The shift from an engineering to a business focus when selling PLM doesn’t diminish the value of the engineering aspects. Instead, it elevates the conversation to a strategic level, aligning the PLM pitch with broader business objectives. How to do so?
In my three examples below I will discuss how focusing on (1) getting more money; (2) saving money; and (3) reducing risks can help PLM sales to change the way PLM projects can be sold to companies focusing on digital transformation.
How to Shift the Focus and Become Digital Business
Check all successful businesses that were built in the last 15-20 years. There is one common element between all these businesses. They built their business around the data as a main element of their strategy. Unfortunately for many manufacturing companies, data is an afterthought. First, they focus on how to build physical products, then thinking how data can help them to organize their business.
And this is where the switch should be coming. A business-focused PLM approach can come if companies put a digital infrastructure to manage information to help them (1) make more money; (2) save money and (3) mitigate risks. It can mean many things – better decisions when selecting materials and suppliers, better forecast of maintenance, and analytics to demonstrate to businesses how PLM can help (not only providing technical features).
If you’re ready to shift your PLM sales strategy from an engineering to a business focus, here are a few strategies:
Make more money
To make more money starts from making products that customers are looking for and do it fast. It also means being able to track customer feedback and get analytics from existing product usage. It can be also an organization of digital processes capable to sell services to existing customers and optimize product delivery functionality and experience. It also means being able to present products, provide a digital experience, and tailor it to customer needs.
Save money
Building products involves a lot of decisions. How to make the right decisions based on accurate data? This is a question PLM software can help their customers (manufacturing companies) to make. Buying the right components, optimizing product cost, making orders on time, and saving on product maintenance. This is a quick list of options you can think about when trying to save $$$ during product development, manufacturing, supply chain, and maintenance.
Mitigate risks
These are killers. Modern manufacturing is experiencing an enormous amount of risks. Starting from supply chain turbulence and coming to the complexity of regulation, competition cost pressure, and many others. How to keep management “out of jail” when something critical happens with the product your business is building is a lot of responsibility. Selling this capability of PLM can be priceless if you know how to do so.
What is my conclusion?
It’s not that the engineering aspects of PLM are no longer important. They’re essential. However, to be competitive in modern PLM sales, you need to be different. Keep in mind, all “old PLM salespeople” are saying the same stories – single source of truth, organize data, save engineering time… While it is very important, it won’t make you different and stand out in the PLM crowd. Managing data (eg. BOM) is not a goal, it is a function to solve the problem – optimize cost, buy the right parts, and find an optimal supplier and contract manufacturer. Thinking about the business aspects will help you to show the value of PLM differently and find new PLM features that can sell it differently too.
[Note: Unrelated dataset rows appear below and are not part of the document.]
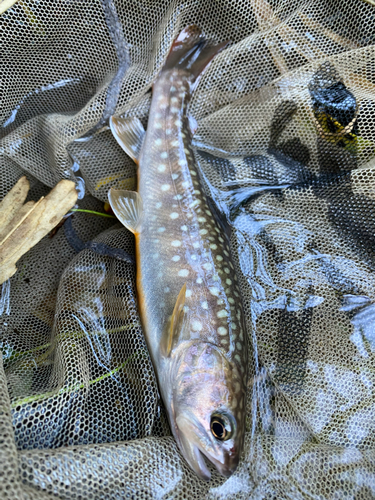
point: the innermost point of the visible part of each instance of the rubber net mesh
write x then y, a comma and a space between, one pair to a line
286, 150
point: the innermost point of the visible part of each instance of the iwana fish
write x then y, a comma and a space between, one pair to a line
188, 297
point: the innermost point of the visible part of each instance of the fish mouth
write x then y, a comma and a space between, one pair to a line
196, 456
197, 462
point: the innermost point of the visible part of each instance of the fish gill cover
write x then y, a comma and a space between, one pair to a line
285, 149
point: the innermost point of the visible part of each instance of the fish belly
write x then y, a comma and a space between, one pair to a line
180, 241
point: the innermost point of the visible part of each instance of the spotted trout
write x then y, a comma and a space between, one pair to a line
189, 301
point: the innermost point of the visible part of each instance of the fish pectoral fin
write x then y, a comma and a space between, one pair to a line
172, 335
128, 208
129, 133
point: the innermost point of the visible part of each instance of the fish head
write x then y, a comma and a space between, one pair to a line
208, 409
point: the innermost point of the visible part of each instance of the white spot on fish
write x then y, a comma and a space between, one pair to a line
222, 314
222, 330
196, 326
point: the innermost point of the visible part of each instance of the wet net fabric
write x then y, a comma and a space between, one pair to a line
285, 147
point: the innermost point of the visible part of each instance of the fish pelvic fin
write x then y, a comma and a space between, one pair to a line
190, 52
129, 133
172, 335
128, 208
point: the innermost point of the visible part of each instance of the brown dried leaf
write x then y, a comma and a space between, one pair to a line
26, 229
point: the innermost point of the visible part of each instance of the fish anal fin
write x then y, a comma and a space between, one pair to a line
129, 133
128, 208
172, 334
193, 124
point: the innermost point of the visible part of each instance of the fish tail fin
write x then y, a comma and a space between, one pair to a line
190, 52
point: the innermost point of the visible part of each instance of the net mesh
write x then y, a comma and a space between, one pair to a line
286, 151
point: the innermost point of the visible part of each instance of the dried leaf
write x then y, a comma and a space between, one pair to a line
22, 227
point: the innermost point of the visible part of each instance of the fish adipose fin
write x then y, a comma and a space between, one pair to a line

If we want to improve our PLM sales, we need to adjust our focus. We need to stop thinking only about engineering and start thinking about business. In doing so, we might find that the market for PLM is broader and more receptive than we ever imagined. Just my thoughts…
Best, Oleg
Disclaimer: I’m co-founder and CEO of OpenBOM developing a digital thread platform including PDM/PLM and ERP capabilities that manages product data and connects manufacturers, construction companies, and their supply chain networks. My opinion can be unintentionally biased.